Every question, concern, scenario, confusion of mine with regards to nutrition, health and weight often leads me back to one word – stress.
Aamodt writes: WHY would dieting lead to weight gain? First, dieting is stressful. Calorie restriction produces stress hormones, which act on fat cells to increase the amount of abdominal fat. Such fat is associated with medical problems like diabetes and heart disease, regardless of overall weight.
Many of you are probably surprised to hear that our metabolism can resist weight loss. Even though weight loss can be viewed as a good thing. Yes, in many ways it is healthy to get leaner, fitter, and more energetic, but our bodies often see it as a trauma. Aamodt describes the impact this stress can have on the body and emphasizes that everybody has a “set point.” When we try to live in a weight that is outside that set point, the body will rebound to get back to that weight, often leading to extreme excess weight gain and a damaged metabolism.
Do we all have a set point? This is not proven or 100% conclusive, but there is strong evidence to suggest that we all have a range that our bodies like to live in. Many of us have remained in 10 pound range for a majority of our lives, so it seems reasonable that range could be our set point.
However, how much work goes into that set point? A woman commented to Aamodt’s article that if diets don’t work, and we all have a set point, that it “gives the impression that changing what you eat will not do you any good, so might as well give up and just stay unhealthy.”
If you are eating unhealthily, not in a regular exercise program and not taking care of yourself, then your current weight is likely not your set point weight. Your set point is based on you taking care of yourself.
So if you eat whole real foods, lots of vegetables, exercise regularly, stay hydrated, sleep, say no most of the time to sweets and treats, but say yes to them from time to time, have found some moderation in your life and have remained in the same 10-pound range, then it is likely you are living in your set point range and those last 5-7 pounds you have been wanting to get rid of for the last 10-20 years, are likely not coming off.

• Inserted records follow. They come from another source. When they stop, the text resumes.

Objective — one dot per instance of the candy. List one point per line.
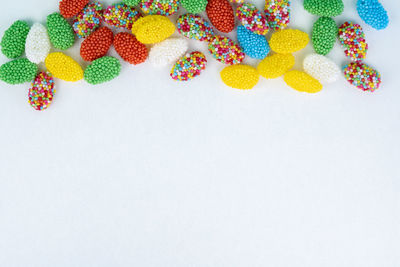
(189, 66)
(18, 71)
(252, 18)
(302, 82)
(42, 91)
(324, 35)
(240, 76)
(60, 32)
(153, 29)
(97, 44)
(278, 13)
(63, 67)
(254, 45)
(168, 51)
(37, 45)
(121, 16)
(102, 70)
(352, 39)
(194, 27)
(225, 50)
(13, 41)
(324, 8)
(276, 65)
(288, 41)
(129, 48)
(221, 15)
(362, 76)
(88, 20)
(321, 68)
(160, 7)
(70, 8)
(194, 6)
(373, 13)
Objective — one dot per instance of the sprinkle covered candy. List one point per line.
(252, 18)
(194, 27)
(352, 38)
(189, 66)
(362, 76)
(42, 91)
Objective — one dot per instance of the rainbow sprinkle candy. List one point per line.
(42, 91)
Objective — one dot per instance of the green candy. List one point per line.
(60, 31)
(13, 41)
(324, 8)
(102, 70)
(18, 71)
(324, 35)
(194, 6)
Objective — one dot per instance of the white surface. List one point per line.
(144, 171)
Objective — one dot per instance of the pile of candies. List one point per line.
(145, 33)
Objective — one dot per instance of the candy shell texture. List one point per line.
(18, 71)
(276, 65)
(194, 27)
(324, 35)
(189, 66)
(324, 8)
(102, 70)
(60, 31)
(321, 68)
(302, 82)
(373, 13)
(13, 41)
(288, 41)
(130, 49)
(252, 18)
(153, 29)
(168, 51)
(352, 39)
(221, 15)
(63, 67)
(362, 76)
(225, 50)
(37, 45)
(240, 76)
(41, 93)
(254, 45)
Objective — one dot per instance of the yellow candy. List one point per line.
(63, 67)
(240, 76)
(302, 82)
(276, 65)
(288, 41)
(153, 29)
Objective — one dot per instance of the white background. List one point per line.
(144, 171)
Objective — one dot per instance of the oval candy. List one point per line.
(37, 45)
(221, 15)
(225, 50)
(18, 71)
(252, 18)
(189, 66)
(102, 70)
(240, 76)
(97, 44)
(41, 93)
(194, 27)
(63, 67)
(352, 39)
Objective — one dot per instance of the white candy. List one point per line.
(321, 68)
(168, 51)
(37, 45)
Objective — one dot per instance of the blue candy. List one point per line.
(254, 45)
(373, 13)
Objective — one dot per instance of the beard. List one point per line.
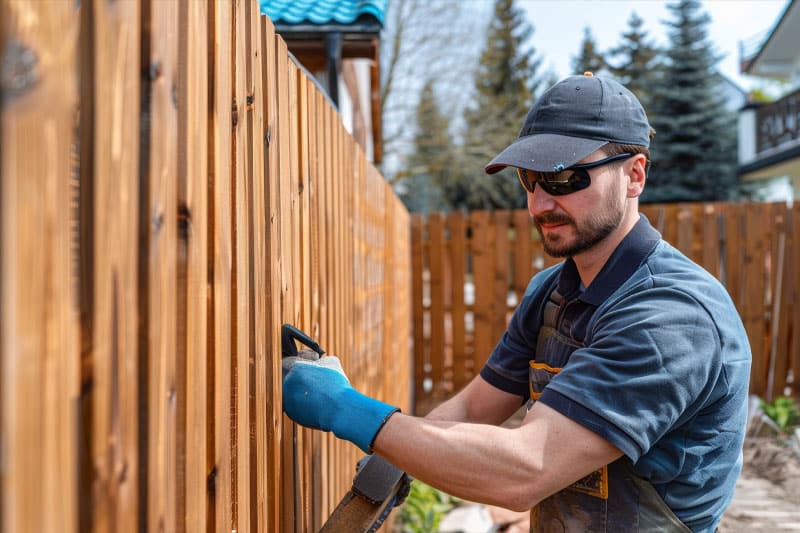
(588, 232)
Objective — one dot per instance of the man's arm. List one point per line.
(478, 402)
(513, 468)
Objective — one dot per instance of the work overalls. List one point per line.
(612, 499)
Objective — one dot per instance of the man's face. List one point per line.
(576, 222)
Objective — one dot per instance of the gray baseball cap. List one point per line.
(572, 119)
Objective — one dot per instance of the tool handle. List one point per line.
(289, 334)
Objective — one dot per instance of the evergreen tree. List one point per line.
(635, 62)
(694, 151)
(590, 59)
(504, 87)
(428, 166)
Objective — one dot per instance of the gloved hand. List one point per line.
(317, 394)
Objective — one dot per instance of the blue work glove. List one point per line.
(317, 394)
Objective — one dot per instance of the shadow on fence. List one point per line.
(173, 189)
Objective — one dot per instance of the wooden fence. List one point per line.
(470, 270)
(173, 189)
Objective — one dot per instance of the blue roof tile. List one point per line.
(322, 11)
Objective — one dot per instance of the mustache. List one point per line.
(553, 218)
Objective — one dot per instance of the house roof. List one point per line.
(322, 11)
(777, 53)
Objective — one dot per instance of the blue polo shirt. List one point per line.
(663, 371)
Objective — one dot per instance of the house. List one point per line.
(769, 134)
(338, 43)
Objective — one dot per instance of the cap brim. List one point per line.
(544, 152)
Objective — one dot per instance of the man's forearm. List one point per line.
(477, 462)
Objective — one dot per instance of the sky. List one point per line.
(558, 27)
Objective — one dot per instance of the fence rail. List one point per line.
(173, 188)
(469, 270)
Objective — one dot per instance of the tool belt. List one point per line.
(613, 498)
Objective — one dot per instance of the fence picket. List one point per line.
(41, 190)
(193, 260)
(456, 226)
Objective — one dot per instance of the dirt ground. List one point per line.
(767, 497)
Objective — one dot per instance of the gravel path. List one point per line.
(767, 497)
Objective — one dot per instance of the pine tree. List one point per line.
(590, 59)
(504, 86)
(636, 62)
(694, 151)
(429, 165)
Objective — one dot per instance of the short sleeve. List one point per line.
(508, 365)
(648, 364)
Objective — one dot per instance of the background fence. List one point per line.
(173, 189)
(470, 270)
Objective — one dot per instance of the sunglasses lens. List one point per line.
(554, 183)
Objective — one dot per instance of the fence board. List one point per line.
(779, 286)
(502, 274)
(115, 347)
(793, 299)
(523, 251)
(193, 259)
(456, 225)
(222, 266)
(709, 239)
(39, 321)
(417, 266)
(482, 253)
(436, 253)
(160, 23)
(269, 439)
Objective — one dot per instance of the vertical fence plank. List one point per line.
(754, 279)
(222, 266)
(39, 329)
(159, 209)
(269, 440)
(523, 258)
(240, 239)
(114, 360)
(436, 250)
(502, 274)
(457, 227)
(779, 287)
(793, 295)
(193, 257)
(483, 262)
(708, 238)
(256, 345)
(417, 267)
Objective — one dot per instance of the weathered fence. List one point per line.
(470, 269)
(173, 189)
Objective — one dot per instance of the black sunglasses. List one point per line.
(567, 181)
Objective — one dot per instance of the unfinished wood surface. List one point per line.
(436, 252)
(197, 191)
(221, 232)
(483, 262)
(114, 363)
(268, 367)
(456, 225)
(193, 261)
(39, 328)
(502, 274)
(159, 250)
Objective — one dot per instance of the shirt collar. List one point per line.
(624, 260)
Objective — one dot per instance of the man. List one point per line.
(633, 359)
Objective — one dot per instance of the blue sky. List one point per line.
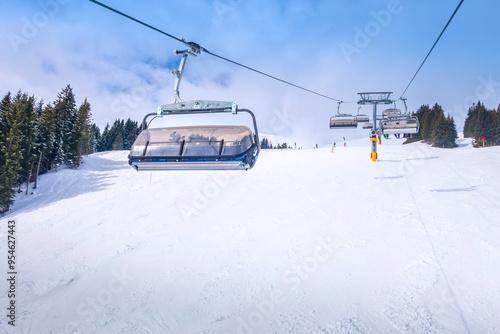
(337, 48)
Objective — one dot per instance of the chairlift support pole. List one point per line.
(375, 98)
(194, 50)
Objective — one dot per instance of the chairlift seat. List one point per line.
(194, 147)
(391, 112)
(394, 125)
(362, 118)
(368, 126)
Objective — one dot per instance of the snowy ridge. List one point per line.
(309, 241)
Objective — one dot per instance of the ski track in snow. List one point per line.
(309, 241)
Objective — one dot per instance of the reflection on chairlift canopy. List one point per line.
(391, 112)
(196, 147)
(343, 121)
(362, 118)
(394, 125)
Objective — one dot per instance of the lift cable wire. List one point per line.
(200, 48)
(442, 32)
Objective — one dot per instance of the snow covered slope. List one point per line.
(309, 241)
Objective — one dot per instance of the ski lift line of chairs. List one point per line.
(228, 147)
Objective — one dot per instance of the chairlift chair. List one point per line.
(362, 118)
(343, 121)
(394, 125)
(216, 147)
(196, 147)
(391, 112)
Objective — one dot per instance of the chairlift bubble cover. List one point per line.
(394, 125)
(343, 121)
(194, 147)
(362, 118)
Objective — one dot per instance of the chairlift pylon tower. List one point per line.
(375, 98)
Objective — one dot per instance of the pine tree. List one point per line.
(82, 137)
(118, 144)
(11, 151)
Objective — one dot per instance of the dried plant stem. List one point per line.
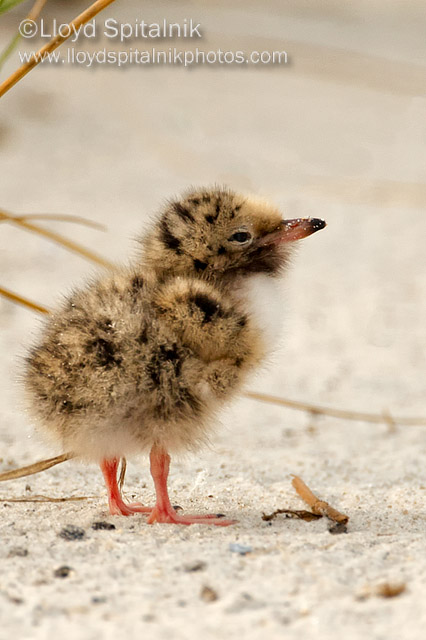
(318, 506)
(47, 499)
(56, 217)
(14, 297)
(33, 15)
(75, 24)
(56, 237)
(378, 418)
(35, 468)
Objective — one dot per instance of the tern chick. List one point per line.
(141, 360)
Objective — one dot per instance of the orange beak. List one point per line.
(291, 230)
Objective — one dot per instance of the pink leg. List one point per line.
(163, 510)
(117, 506)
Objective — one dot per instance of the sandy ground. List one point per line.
(339, 133)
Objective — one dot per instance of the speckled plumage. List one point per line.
(143, 357)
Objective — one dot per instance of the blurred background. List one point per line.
(338, 132)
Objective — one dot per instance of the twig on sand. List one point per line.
(383, 418)
(47, 499)
(319, 507)
(29, 470)
(307, 516)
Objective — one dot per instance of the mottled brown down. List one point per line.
(145, 356)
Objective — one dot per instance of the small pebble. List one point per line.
(71, 532)
(105, 526)
(196, 565)
(235, 547)
(208, 594)
(62, 572)
(17, 552)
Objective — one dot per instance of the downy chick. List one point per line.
(141, 360)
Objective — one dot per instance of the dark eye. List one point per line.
(240, 236)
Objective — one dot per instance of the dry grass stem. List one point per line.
(33, 15)
(318, 506)
(48, 499)
(53, 44)
(56, 237)
(301, 514)
(35, 468)
(14, 297)
(384, 418)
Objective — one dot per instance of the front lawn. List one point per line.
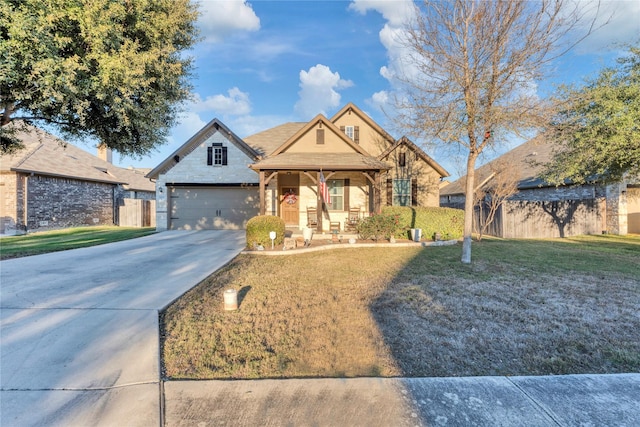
(524, 307)
(69, 238)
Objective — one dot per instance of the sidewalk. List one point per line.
(570, 400)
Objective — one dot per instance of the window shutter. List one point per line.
(414, 192)
(346, 194)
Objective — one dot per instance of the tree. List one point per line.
(474, 66)
(113, 71)
(598, 128)
(498, 187)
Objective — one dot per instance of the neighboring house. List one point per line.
(540, 210)
(218, 180)
(53, 184)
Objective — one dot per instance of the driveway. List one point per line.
(79, 329)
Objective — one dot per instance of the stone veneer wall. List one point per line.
(62, 202)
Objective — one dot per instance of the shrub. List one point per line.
(381, 226)
(258, 229)
(446, 221)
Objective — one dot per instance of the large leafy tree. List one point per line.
(110, 70)
(598, 127)
(473, 69)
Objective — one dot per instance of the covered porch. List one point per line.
(292, 189)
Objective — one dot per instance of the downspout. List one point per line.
(25, 203)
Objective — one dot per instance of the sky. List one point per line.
(264, 63)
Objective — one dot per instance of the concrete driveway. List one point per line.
(79, 329)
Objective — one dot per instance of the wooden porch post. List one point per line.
(377, 201)
(318, 203)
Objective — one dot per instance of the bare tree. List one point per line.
(472, 71)
(497, 188)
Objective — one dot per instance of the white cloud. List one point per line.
(398, 15)
(318, 91)
(237, 103)
(220, 18)
(396, 12)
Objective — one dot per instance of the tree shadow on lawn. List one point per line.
(438, 321)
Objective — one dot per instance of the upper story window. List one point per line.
(349, 131)
(217, 155)
(352, 132)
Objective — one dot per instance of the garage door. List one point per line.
(207, 208)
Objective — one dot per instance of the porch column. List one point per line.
(262, 190)
(318, 203)
(377, 201)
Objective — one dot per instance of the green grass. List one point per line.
(61, 240)
(523, 307)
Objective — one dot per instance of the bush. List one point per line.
(381, 226)
(258, 229)
(446, 221)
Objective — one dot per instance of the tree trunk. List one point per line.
(468, 208)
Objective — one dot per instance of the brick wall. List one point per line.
(61, 202)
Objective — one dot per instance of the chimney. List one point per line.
(104, 153)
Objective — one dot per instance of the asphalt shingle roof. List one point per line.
(44, 154)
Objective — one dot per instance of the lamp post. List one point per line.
(272, 236)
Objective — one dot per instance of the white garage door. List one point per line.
(207, 208)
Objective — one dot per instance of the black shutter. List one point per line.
(346, 194)
(414, 192)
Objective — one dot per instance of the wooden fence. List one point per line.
(545, 219)
(137, 213)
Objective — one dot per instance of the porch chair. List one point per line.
(352, 219)
(312, 216)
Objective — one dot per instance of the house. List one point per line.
(53, 184)
(540, 210)
(217, 180)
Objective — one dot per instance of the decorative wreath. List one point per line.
(290, 197)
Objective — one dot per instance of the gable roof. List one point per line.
(44, 154)
(319, 120)
(209, 129)
(528, 158)
(352, 108)
(413, 147)
(269, 140)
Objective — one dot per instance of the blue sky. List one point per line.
(264, 63)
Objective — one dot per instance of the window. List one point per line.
(402, 159)
(349, 131)
(336, 192)
(402, 192)
(217, 155)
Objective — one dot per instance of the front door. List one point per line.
(289, 196)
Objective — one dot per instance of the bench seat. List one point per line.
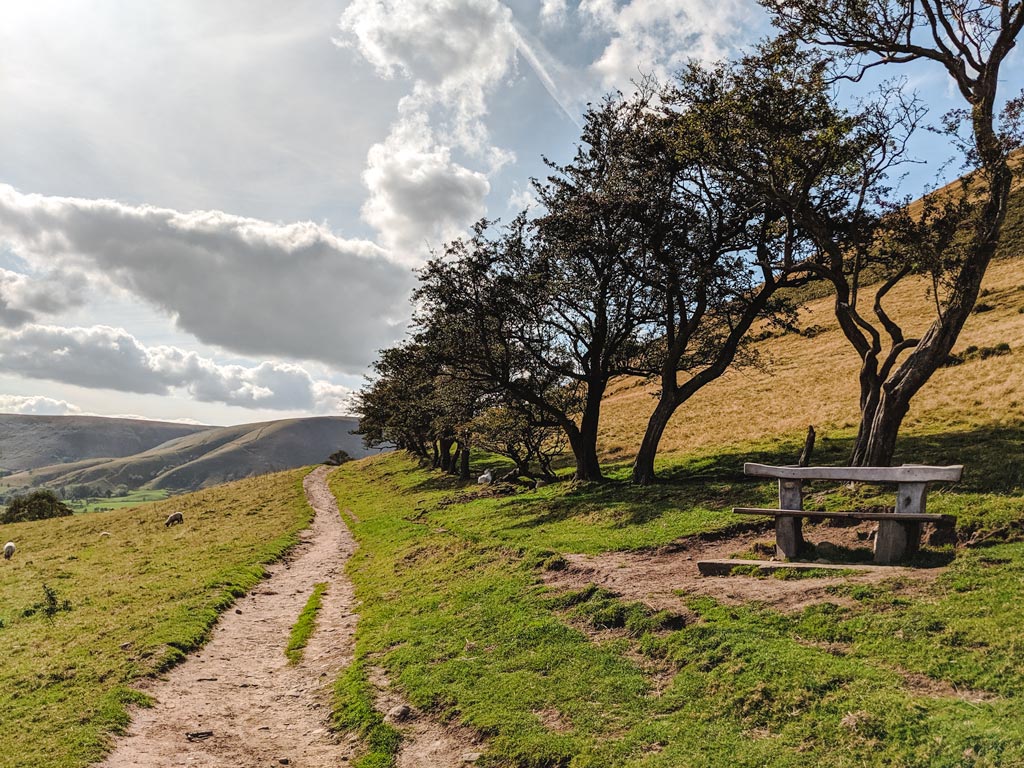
(821, 515)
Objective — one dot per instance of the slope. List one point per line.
(210, 457)
(31, 441)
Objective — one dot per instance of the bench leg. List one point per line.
(896, 541)
(788, 537)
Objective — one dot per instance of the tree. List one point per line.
(548, 310)
(970, 40)
(39, 505)
(515, 432)
(712, 254)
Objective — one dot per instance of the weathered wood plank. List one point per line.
(906, 473)
(821, 515)
(725, 566)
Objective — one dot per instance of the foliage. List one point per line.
(39, 505)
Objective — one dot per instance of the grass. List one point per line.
(304, 626)
(454, 609)
(84, 615)
(105, 504)
(814, 380)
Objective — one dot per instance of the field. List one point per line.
(103, 504)
(83, 614)
(457, 607)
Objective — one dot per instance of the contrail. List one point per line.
(529, 53)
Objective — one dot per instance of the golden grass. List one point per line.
(814, 380)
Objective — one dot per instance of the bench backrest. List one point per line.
(906, 473)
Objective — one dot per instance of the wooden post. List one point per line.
(898, 540)
(788, 530)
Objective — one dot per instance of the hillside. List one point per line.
(31, 441)
(811, 378)
(207, 458)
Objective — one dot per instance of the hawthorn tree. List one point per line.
(970, 41)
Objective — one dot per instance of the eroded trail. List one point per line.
(256, 708)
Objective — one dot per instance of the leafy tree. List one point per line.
(970, 41)
(550, 309)
(39, 505)
(712, 253)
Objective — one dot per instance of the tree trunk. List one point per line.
(445, 454)
(585, 444)
(464, 460)
(643, 466)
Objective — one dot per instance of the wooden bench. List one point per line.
(899, 531)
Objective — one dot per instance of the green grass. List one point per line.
(304, 626)
(105, 504)
(123, 606)
(454, 609)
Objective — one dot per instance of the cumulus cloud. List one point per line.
(36, 404)
(22, 296)
(107, 357)
(455, 52)
(657, 37)
(255, 287)
(419, 196)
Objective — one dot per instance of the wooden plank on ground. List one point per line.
(725, 566)
(906, 473)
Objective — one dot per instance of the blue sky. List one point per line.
(211, 211)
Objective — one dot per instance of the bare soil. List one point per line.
(662, 579)
(240, 698)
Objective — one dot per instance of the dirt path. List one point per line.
(261, 711)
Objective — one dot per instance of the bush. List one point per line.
(39, 505)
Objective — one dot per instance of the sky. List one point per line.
(212, 212)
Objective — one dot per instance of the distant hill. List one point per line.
(31, 441)
(207, 457)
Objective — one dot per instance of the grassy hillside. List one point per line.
(208, 458)
(464, 608)
(83, 614)
(456, 608)
(812, 379)
(30, 441)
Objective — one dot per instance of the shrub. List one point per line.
(39, 505)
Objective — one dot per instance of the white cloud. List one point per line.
(553, 12)
(419, 196)
(107, 357)
(36, 404)
(657, 37)
(455, 52)
(255, 287)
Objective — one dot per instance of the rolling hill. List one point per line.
(32, 441)
(206, 457)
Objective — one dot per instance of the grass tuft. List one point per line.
(304, 626)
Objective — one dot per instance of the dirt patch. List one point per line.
(922, 685)
(658, 578)
(240, 698)
(425, 742)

If you follow an extremely restrictive diet, do not get a lot of calories, do not let yourself have a splurge, get an excessive amount of exercise in per week, you may be putting your body in a stressed state and your metabolism has been altered due to this. It is this stress that caused the weight regain in The Biggest Loser participants.
If you do not eat well, rarely exercise, overeat often and you know you are overweight, losing some weight would likely be in your favor. But be sure to make the process slow and steady rather than extreme and fast, so you can learn what your real set point is.
Sadly, there is no quick fix. Starving yourself for the short term and then hoping you can go back to your old gluttonous ways is not going to work out in your favor.
Moderation and mindfulness are essential in finding your set point. Taking care of yourself, being good to yourself, being kind to yourself are all part of the process.
It ain’t sexy. It ain’t crazy cool. But I gotta tell you, it feels so damn good when you let go of dieting. Find confidence and joy that you have created a routine that works for you.